Explaining computers to non-technical people often relies on analogies such as recipes for baking and cooking. A program is described as a list of steps, much like a recipe, and the hardware’s job is to execute the steps as quickly as possible. This suggests a level of predictability in the calculations: a program might deliver unexpected results but it will do so in a predictable way, by following the steps in the recipe.

AI techniques such as machine learning (ML) take a fundamentally different approach. To stretch the analog, an ML program might study millions of recipes to learn how they work and what sort of foods humans like. With this knowledge, ML can create new recipes that have never existed before but are still recognizable as such and should be palatable. AI can and does deliver unexpected results, sometimes impressive enough that humans question the true nature of its creativity.
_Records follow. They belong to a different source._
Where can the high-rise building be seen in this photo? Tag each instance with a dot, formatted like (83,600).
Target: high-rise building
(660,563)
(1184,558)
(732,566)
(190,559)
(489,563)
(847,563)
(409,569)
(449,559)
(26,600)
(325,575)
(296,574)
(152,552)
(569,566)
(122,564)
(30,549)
AI computing is adaptive; the computations are not rigid and hard-coded as a “recipe” program. The flexibility of AI algorithms to produce novel results is due largely to their adaptive nature. Computations evolve based on the input data, including learning/training examples, and the desired outputs. It is clear that software can be flexible enough for such a computing paradigm, but it is less clear for the hardware of the chips running the code

Flexibility in Chip Design

ASICs and custom chips are “cast in stone” since the architecture and their design structures are fixed at fabrication time. One can imagine using a re-programmable device that can be configured on the fly in mission mode deployment, but this is impractical. Such devices are not large or fast enough for advanced applications, and most AI-based systems can’t possibly shut down for the time needed to reprogram them. The best approach is one that builds flexibility on top of the fixed design.

Architecturally-visible programmable registers provide just such a solution. These are often called configuration and status registers (CSRs) since they allow the software to control how the design operates and gather status on results. Registers form one side of the hardware-software interface (HSI), with low-level software such as drivers and embedded code on the other side. Chips typically support numerous operating profiles and options, and software controls these via the HSI.
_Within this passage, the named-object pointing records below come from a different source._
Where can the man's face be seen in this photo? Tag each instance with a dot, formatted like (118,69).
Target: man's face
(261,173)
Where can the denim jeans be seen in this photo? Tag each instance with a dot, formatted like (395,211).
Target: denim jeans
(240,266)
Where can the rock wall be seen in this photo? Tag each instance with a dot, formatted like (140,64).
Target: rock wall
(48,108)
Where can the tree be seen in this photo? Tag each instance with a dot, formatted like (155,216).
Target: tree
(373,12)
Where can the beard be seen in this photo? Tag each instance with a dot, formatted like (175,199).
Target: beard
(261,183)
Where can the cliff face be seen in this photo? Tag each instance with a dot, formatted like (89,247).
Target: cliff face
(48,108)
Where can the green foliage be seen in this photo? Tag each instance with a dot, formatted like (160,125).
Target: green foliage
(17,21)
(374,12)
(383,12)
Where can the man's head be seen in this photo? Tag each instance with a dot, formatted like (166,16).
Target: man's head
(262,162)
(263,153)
Unlike simple register sets for holding data, CSRs are complex. Large system-on-chip (SoC) designs may have many thousands of registers, most with multiple fields. Many of these registers and fields have special attributes, such as read only, write only, locking, and shadowing. Designing and verifying these registers by hand, and then validating that they work properly with the software, is a big task in traditional SoC development.

Flexibility in AI Chip Design

In a chip designed for AI applications, CSRs allow for the customization of data paths and processing logic. This adaptability is crucial for AI models, such as Transformers, which have several components that are not always strictly “in-order”. Various layers and weights of the model, the numerous mathematical implementations, and the activation functions are too variable to directly implement in the hardware. Instead, CSRs allow the hardware to adapt to the computational demands of the model’s processing logic, optimizing how the hardware supports the execution of complex AI computations for each layer.

As an example, Google’s open source AI model Gemma features several innovative techniques such as knowledge distillation, sliding window attention, and logit soft-capping, all of which demand highly adaptable hardware to efficiently execute these processes. These capabilities are achieved through a rearranging of layers during the training process and critical mathematical applications applied to numerous sections. This flexibility in processing complex models on ‘rigid’ hardware is enabled by CSRs, which allow for the dynamic adjustment of data paths and training parameters to match the model’s requirements.

Programmable, configurable registers also open up options to trade off performance against power consumption and other metrics. The integration of CSRs into AI computing provides a way to achieve unparalleled performance and efficiency. By allowing dynamic adaptability in processing, they open new possibilities for scaling AI models and optimizing them for specific applications, all while using the same chip design.

AI relies on low-level drivers such as CUDA, OpenCL, or oneAPI to efficiently parallelize its computations. However, when AI-specific hardware is designed—such as custom chips integrating transformers—the design minimizes the need for software-driven parallelization, as the hardware is already tailored to the AI’s specific computational patterns.

Traditional chips do support AI models, using a more “hammer-and-chisel” approach, so that the drivers are forced to compute HOW to fit the model for computation. This is a less refined approach that replies on mediatory software to intelligently figure out how to parallelize.

Software is bound to be slower but more general purpose. Transformer-on-chip and similar solutions are fast because the hardware is already built with the exact plans for parallelization.

Additional Register Requirements

The register blocks in AI chips contain much more than just the registers themselves. The processors that program the registers and retrieve status access them via some form of bus interface. Typical examples include standard protocols such as APB, AHB, AHB-Lite, AXI4, AXI4-Lite, TileLink, Avalon, and Wishbone, plus a wide range of proprietary buses. These generally run on different clocks than the AI hardware, so clock-domain-crossing (CDC) logic is needed to avoid metastability.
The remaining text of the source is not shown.